Estrogens play important roles in a wide range of physiological and pathological processes. They are synthesized from androgen and their biosynthesis are profoundly influenced by follicle stimulating hormone (FSH). Abnormal estrogen to androgen ratio are often seen in cystic fibrosis (CF), a common genetic disease caused by mutations of the cystic fibrosis transmembrane conductance regulator (CFTR), suggesting an involvement of CFTR in regulation of estrogen production. Here we provide evidence demonstrating a role of CFTR in regulation of ovarian estrogen biosynthsis in mouse granulosa cells involving a HCO 3 − sensor, the soluble adenylyl cyclase (sAC). Both CFTR and sAC are shown to be expressed in mouse granulosa cells. Intracellular pH measurement shows that CFTR is involved in HCO 3 − transport.
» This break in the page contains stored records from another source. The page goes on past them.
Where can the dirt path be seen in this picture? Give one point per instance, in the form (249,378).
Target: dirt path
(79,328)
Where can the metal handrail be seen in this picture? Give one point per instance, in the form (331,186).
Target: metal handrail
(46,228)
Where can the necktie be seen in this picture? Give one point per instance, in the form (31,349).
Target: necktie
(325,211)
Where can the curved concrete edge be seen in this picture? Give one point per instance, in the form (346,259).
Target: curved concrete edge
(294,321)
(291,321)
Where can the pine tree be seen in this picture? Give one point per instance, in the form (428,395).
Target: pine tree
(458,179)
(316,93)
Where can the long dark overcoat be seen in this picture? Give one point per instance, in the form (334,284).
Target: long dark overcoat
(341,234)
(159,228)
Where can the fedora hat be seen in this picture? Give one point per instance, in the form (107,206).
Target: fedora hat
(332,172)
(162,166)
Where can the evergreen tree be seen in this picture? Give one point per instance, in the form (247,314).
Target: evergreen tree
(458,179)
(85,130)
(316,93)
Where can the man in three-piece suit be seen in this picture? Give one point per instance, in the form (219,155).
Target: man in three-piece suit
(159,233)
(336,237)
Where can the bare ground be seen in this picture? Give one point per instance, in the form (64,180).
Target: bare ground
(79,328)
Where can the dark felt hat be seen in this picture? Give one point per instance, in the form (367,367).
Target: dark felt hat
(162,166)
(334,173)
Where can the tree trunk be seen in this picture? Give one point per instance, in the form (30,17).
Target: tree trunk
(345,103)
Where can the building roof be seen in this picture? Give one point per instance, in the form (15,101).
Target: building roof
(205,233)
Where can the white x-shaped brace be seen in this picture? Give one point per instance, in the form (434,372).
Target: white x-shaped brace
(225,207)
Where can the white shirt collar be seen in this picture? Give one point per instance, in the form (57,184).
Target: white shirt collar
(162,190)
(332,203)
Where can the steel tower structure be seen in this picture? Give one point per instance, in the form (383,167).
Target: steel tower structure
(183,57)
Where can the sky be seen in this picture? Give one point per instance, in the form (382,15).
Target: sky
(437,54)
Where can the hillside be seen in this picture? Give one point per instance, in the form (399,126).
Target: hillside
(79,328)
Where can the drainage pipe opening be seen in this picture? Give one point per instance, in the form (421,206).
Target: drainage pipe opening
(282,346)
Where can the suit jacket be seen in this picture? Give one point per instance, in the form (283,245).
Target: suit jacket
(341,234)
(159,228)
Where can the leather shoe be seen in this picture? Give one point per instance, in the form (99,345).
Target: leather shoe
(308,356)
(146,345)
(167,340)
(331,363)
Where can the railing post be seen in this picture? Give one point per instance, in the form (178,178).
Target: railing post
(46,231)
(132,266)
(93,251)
Extracellular HCO 3 − is shown to increase sAC‐dependent cAMP level, enhance basal and FSH‐stimulated CREB phosphorylation, aromatase expression and estradiol production in granulosa cells, which can be significantly reduced by CFTR inhibitor. Reduced aromatase expression and basal and FSH‐stimulated estradiol production are also observed in granulosa cells from cftr knockout/mutant mice. The present results reveal a previously undefined role of CFTR in the regulation of estrogen production by amplifying the signal of FSH through a HCO 3 − /sAC‐dependent cAMP‐CREB pathway. The work was supported by the National 973 projects and the Focused Investment Scheme of CUHK.